Learning opportunities

These should be identified as they arise during an investigation and during any formal review process. The depth of a review is normally directly linked to the size and complexity of the investigation and the learning opportunities already identified.

Staff conduct

Investigations into the conduct of LEA staff, whether they result from a complaint or a proactive investigation, can produce valuable lessons for prevention, intelligence and enforcement purposes. These can be used to improve investigation tactics and the integrity of law enforcement staff.

It is entirely appropriate that the scope and operational objective of a counter-corruption investigation should consider how an individual has been afforded the opportunity to act dishonestly or unlawfully within their policing environment. There will sometimes be systemic failures and the lessons learnt should specifically address these.

Communicating learning opportunities

As part of the communications strategy, the investigating officer needs to share the identified learning opportunities to all key stakeholders at a local and national level.

Review

A review should have two broad objectives.

Organisational learning

This includes:

  • investigative team learning
  • gaps in policy that have allowed the corrupt activity to take place
  • non-compliance with policy
  • individual vulnerabilities
  • early warning opportunities that were not identified in the particular case

Supervisory learning

This should include reviewing:

  • the aims and objectives of the investigation
  • how effectively the aims and objectives were achieved
  • tactics and how they were implemented
  • evidence preparation
  • outcomes
  • internal and external communications
  • timeliness and proportionality
  • summarised learning

When undertaking a review, it is necessary to carefully consider the teams and methods used such as:

  • the IOPC
  • the Police Federation
  • corporate communications

For further information see:

Thematic assessments

The National Policing Counter-Corruption Advisory Group (NPCCAG) and the IOPC have undertaken a number of thematic assessments which can help when carrying out force reviews.

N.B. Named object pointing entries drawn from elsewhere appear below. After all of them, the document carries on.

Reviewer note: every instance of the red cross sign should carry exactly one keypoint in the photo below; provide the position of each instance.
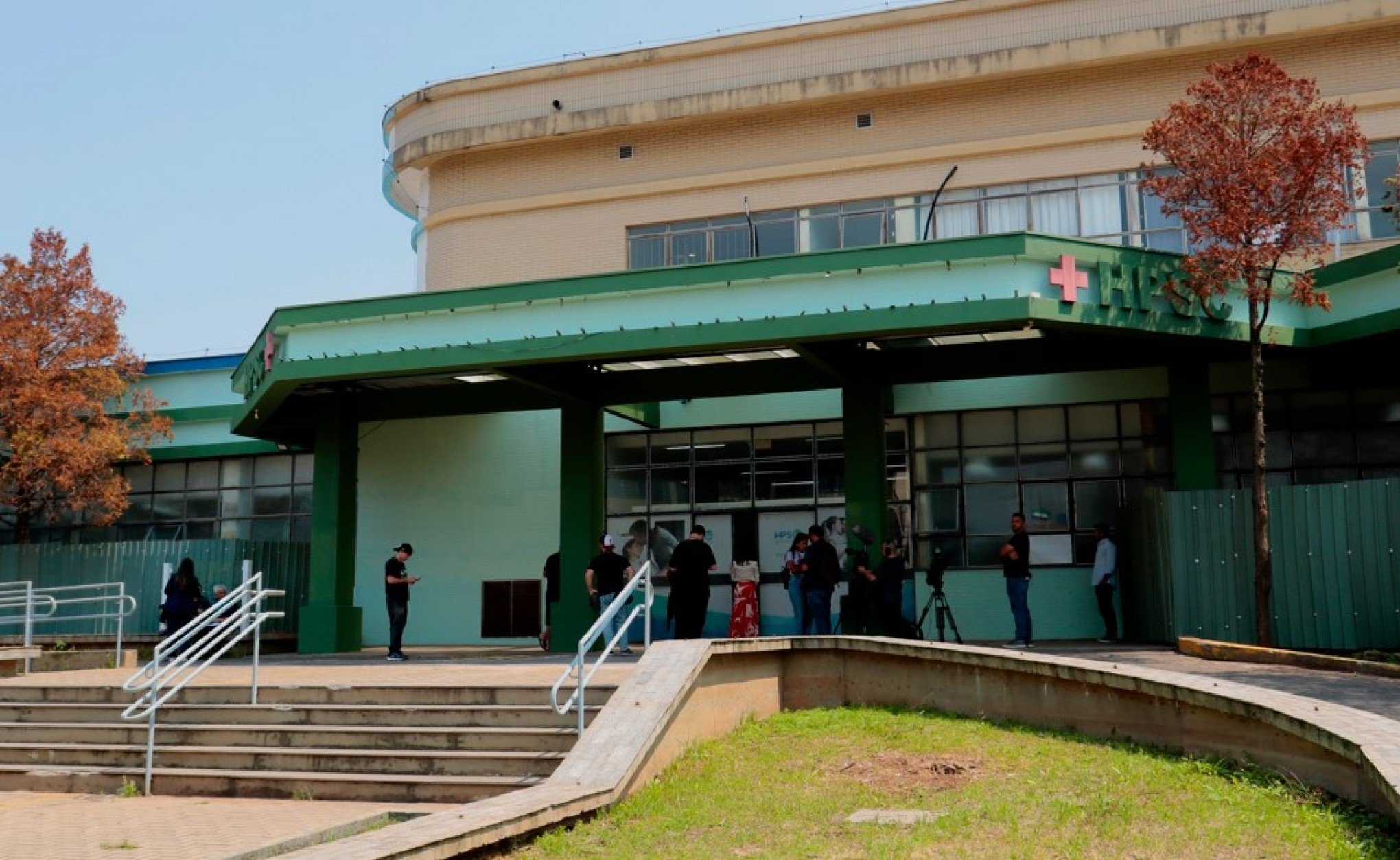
(1069, 278)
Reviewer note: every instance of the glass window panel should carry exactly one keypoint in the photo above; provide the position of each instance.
(989, 507)
(272, 502)
(830, 437)
(235, 503)
(1378, 444)
(670, 448)
(649, 253)
(1040, 425)
(305, 468)
(1319, 409)
(1099, 421)
(1323, 448)
(671, 487)
(202, 504)
(863, 230)
(237, 472)
(203, 475)
(301, 499)
(776, 237)
(1091, 460)
(954, 220)
(938, 510)
(1046, 506)
(986, 553)
(1140, 457)
(731, 244)
(141, 478)
(830, 479)
(776, 480)
(989, 428)
(272, 469)
(275, 528)
(689, 248)
(1095, 502)
(731, 443)
(1043, 461)
(819, 234)
(896, 472)
(935, 430)
(783, 440)
(629, 450)
(170, 476)
(627, 492)
(924, 549)
(990, 464)
(938, 467)
(724, 485)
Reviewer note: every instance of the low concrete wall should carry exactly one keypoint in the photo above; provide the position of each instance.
(684, 693)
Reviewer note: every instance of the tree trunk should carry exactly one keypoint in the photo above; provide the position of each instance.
(1263, 553)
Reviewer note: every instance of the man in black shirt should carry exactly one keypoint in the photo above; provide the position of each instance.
(397, 581)
(689, 570)
(605, 577)
(1016, 566)
(821, 572)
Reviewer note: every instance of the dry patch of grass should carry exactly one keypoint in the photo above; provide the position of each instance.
(783, 787)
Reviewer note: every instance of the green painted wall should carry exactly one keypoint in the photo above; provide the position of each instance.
(478, 496)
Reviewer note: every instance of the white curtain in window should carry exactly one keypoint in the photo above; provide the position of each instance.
(1055, 213)
(1101, 211)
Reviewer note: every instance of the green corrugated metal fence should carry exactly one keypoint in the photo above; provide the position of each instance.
(1336, 565)
(139, 563)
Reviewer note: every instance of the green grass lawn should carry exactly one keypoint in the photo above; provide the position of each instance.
(783, 787)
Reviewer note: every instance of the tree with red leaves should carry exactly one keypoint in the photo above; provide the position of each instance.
(67, 408)
(1259, 181)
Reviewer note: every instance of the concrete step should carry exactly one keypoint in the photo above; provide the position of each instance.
(266, 783)
(422, 763)
(522, 716)
(307, 695)
(339, 737)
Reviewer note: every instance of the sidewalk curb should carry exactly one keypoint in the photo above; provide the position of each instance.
(1210, 649)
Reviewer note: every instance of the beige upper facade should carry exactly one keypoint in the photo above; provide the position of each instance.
(510, 188)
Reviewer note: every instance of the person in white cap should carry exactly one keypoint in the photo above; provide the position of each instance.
(605, 577)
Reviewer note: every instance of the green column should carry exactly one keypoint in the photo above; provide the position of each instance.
(1193, 443)
(331, 623)
(867, 493)
(580, 519)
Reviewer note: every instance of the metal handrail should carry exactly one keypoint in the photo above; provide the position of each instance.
(194, 647)
(125, 605)
(576, 666)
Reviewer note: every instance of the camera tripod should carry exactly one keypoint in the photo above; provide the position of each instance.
(942, 615)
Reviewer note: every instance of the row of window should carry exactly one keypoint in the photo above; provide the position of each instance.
(1110, 208)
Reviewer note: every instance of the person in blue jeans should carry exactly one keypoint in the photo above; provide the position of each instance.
(793, 566)
(605, 577)
(821, 572)
(1016, 566)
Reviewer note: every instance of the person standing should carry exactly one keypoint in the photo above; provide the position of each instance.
(793, 566)
(550, 597)
(1016, 566)
(397, 581)
(1102, 579)
(821, 572)
(605, 577)
(689, 570)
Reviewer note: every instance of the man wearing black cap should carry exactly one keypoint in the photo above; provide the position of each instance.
(397, 581)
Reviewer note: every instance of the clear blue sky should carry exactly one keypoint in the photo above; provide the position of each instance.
(184, 141)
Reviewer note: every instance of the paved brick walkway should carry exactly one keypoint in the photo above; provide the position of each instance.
(82, 827)
(1362, 693)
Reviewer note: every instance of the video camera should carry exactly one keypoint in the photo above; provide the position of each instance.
(937, 566)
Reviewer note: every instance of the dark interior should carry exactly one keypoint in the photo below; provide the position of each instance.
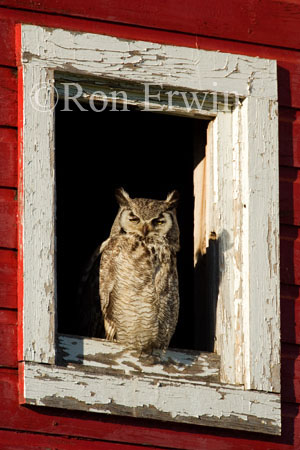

The IOPC’s Learning and Confidence Committee publishes a quarterly bulletin, Learning the Lessons, to share information from across the police service and to enable forces to benchmark themselves. This allows forces to determine if they are at risk of making the same or similar mistakes.

Categorisation

It is important that the learning opportunities are classified in order to understand their strategic significance. They can be categorised as follows.

Case specific

These arise out of the specific case for individuals within an organisation. They are not likely to apply to any other investigation beyond the team or supervisor of the subject.

Example – following a positive random drugs test, an officer’s telephone was examined. A text suggested that a supervisor had previously challenged the officer, who smelt of cannabis. The officer had told the supervisor it was due to their brother using cannabis. The supervisor did not report the matter or request a ‘with cause’ drugs test.

Basic command unit or department

These are unique to a single basic command unit (BCU) or department and could not have happened elsewhere within that LEA. They were permitted by specific local management or practice that is not replicated in other areas.

Law enforcement agency

These apply to more than one BCU or department, and are likely to have led to changes in force-wide policy or procedure. They should be escalated to regional and national meetings.

National

These are identified by a number of LEAs in different regions of the UK and have resulted in advice being given to all police forces from the NPCCAG.

Example – regions raised significant concerns at the level of sexual offending by police officers against vulnerable persons. The ACPO Counter-Corruption Advisory Group (a precursor to the NPCCAG) commissioned an analysis of this, which resulted in a joint report between them and the IOPC. Advice was then given to all police forces.